17. Private Final Consumption Expenditure (PFCE)
Subject – Economy
Context – weakening growth in consumer demand impacted GDP growth
Concept –
- The GDP is calculated by capturing the expenditures of different components of the economy.
- It adds up the expenditure by private individuals (PFCE), by businesses investing money to ramp up production (Gross Fixed Capital Formation or GFCF), and all the spending by the government (Government Final Consumption Expenditure or GFCE).
- In India, the PFCE accounts for 55-56%of all national GDP in a year and is, quite obviously, the biggest driver of economic growth.
- Apart from this direct influence, it also indirectly influences the next biggest driver of GDP — the Gross Fixed Capital Formation (GFCF). This is a measure of the money spent by businesses when they make investments, and it accounts for33% of all GDP.
- It is crucial to understand the economic logic that links these two biggest drivers of economic growth, which together account for 88% to 89% of all GDP in India.
- If consumer demand slows down, it robs businesses of any incentive to boost productive capacities by making fresh investments. Just boosting investments—without regard for demand—will not make sense.
- The weighty role of private consumer demand in boosting the GDP makes it the most important factor determining India’s economic fortunes.
- The third driver of GDP is government spending (GFCE), and it accounts for 10%-11% of all GDP. It should typically be counter-cyclical. In other words, when the rest of the economy is doing well — consumers are demanding lots of goods and businesses are investing in new capacities to furnish such demand — the government should try to limit its spending in such a manner that it does not hurt (or “crowd out”) private sector firms from accessing credit and markets.
- But when consumer demand is weak, and firms are holding back (justifiably) from making fresh investments, the government should ramp up its spending to jump-start the economy and, hopefully, “crowd in” the private sector in the growth process.
- The fourth engine — net exports or the net effect of India’s demand for imports and the Rest of the World’s demand for our products (exports) — is quite small in India’s case.
How has consumer demand grown over the years?
- Given the overwhelmingly dominant role of private consumption demand in determining India’s economic growth in any year, it is instructive to look at how PFCE has grown in the recent past –
- The graph maps the last two GDP data series — one based on 2004-05 prices and the second based on 2011-12 prices.
- As can be seen, private consumption expenditure grew at an annual rate of 8.2% between 2004-05 (Financial Year 2005 or FY05) and 2011-12.

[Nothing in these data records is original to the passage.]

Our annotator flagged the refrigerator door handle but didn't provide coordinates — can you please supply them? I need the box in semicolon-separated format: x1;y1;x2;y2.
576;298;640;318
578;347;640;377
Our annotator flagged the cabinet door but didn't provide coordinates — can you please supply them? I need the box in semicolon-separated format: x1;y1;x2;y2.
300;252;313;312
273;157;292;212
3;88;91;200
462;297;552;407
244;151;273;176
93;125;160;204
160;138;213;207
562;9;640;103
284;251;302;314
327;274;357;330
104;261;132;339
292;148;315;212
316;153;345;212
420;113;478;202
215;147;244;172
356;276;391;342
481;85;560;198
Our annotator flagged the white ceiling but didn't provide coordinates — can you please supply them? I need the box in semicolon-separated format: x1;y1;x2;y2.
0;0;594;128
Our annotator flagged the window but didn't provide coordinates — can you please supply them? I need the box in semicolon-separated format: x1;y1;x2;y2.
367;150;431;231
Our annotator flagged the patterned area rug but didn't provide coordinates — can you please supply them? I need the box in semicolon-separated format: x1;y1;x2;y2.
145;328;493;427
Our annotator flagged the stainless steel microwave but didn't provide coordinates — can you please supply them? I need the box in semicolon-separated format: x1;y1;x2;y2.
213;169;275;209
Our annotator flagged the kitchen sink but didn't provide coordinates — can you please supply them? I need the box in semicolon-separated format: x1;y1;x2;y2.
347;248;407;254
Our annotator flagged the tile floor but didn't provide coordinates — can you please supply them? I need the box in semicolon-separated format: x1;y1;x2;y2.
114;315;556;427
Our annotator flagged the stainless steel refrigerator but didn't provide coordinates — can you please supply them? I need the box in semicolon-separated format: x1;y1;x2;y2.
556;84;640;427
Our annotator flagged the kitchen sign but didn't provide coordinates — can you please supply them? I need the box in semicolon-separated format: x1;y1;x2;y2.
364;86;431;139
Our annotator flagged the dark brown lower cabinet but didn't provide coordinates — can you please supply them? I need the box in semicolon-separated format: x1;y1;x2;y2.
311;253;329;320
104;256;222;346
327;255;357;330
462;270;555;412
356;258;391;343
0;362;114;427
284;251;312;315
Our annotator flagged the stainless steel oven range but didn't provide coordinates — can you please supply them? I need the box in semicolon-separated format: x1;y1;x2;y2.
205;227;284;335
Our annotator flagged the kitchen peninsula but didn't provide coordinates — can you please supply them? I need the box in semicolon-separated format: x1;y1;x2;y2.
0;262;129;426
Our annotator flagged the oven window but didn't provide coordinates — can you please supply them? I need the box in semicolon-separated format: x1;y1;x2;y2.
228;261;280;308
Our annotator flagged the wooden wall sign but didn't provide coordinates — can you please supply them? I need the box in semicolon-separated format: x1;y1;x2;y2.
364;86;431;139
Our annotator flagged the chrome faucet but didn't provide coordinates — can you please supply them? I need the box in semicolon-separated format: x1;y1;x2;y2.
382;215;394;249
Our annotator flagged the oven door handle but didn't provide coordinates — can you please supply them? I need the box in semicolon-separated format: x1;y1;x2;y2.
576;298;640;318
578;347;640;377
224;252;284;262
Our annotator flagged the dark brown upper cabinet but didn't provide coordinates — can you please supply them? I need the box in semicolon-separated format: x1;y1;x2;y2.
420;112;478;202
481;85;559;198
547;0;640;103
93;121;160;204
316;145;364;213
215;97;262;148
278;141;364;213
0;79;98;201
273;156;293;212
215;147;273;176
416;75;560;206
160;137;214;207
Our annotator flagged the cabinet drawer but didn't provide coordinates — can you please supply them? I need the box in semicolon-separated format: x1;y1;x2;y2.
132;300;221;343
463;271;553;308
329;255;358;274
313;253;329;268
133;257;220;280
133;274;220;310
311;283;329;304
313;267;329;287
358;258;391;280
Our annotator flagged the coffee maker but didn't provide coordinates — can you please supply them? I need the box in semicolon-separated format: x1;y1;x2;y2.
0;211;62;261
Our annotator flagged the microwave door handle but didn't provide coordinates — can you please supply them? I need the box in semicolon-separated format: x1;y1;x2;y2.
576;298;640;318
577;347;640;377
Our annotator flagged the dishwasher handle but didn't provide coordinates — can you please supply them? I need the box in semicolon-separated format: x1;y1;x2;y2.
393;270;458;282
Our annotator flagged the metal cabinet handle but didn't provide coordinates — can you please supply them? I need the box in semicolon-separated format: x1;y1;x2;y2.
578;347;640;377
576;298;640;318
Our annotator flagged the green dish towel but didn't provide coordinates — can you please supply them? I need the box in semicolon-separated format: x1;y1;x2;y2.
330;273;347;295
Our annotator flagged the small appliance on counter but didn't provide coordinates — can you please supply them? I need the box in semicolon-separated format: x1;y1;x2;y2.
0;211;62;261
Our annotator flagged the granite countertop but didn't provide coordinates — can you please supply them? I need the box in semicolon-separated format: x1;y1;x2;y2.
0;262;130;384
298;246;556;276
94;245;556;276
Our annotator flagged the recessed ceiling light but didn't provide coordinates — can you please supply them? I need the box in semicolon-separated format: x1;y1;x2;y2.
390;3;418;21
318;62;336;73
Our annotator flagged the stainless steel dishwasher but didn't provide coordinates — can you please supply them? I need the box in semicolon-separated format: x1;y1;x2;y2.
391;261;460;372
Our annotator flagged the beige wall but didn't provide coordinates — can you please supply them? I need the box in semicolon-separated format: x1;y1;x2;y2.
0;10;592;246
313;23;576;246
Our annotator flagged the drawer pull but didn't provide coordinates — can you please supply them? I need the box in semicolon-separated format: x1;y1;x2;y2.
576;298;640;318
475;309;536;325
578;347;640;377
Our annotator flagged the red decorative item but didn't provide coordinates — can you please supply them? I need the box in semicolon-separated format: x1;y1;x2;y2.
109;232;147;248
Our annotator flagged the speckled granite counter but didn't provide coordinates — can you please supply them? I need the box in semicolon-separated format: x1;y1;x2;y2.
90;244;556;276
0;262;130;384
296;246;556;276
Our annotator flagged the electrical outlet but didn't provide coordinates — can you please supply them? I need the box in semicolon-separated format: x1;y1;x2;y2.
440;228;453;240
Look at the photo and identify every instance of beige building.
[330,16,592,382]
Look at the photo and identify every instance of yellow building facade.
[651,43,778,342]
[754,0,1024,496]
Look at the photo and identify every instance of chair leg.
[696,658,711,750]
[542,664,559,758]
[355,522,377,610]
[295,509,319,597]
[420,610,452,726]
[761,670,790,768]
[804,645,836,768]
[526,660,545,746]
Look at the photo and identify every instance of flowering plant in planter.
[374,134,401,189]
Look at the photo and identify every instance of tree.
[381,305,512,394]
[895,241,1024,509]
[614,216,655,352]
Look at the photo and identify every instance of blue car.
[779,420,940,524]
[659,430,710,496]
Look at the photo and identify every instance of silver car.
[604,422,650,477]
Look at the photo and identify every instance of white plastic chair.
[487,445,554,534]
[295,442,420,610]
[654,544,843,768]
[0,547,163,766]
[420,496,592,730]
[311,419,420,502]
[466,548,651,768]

- Then, between FY12 and FY20 (that is, just before Covid hit India), its annual growth slowed down to 6.8%. In fact, if one further zooms into the years FY17 (after which India’s GDP growth rate started decelerating sharply) and FY20, the PFCE annual growth rate had slowed to 6.4%.
- Then came Covid-induced lockdowns in FY21 and they destroyed the already weakening demand. If we include FY21 as well, then the PFCE growth rate since FY12 falls to below 5% per annum.
- In FY22, the current financial year, the Indian economy is expected to register a recovery. Even if we assume that at the end of the current financial year, PFCE would grow at the same rate — 6.8% — that it had in the eight years before Covid, the FY12 to FY22 annual growth rate would barely rise above 5%.
Implications –
- The most important implication of weak consumer demand is that investments by corporations are unlikely to pick up in a hurry.
- They are expected to remain subdued for the coming year or two as indeed they were in the years preceding the pandemic despite historic cuts in corporate tax rates in 2019.
- A good measure of whether India has inadequate supply capacity or not is the rate of capacity utilisation. The data from repeated RBI’s OBICUS (Order Books, Inventories and Capacity Utilisation Survey) show how capacity utilisation has struggled to breach the 75% mark. Clearly, firms have been working far below their full capacity for several years now.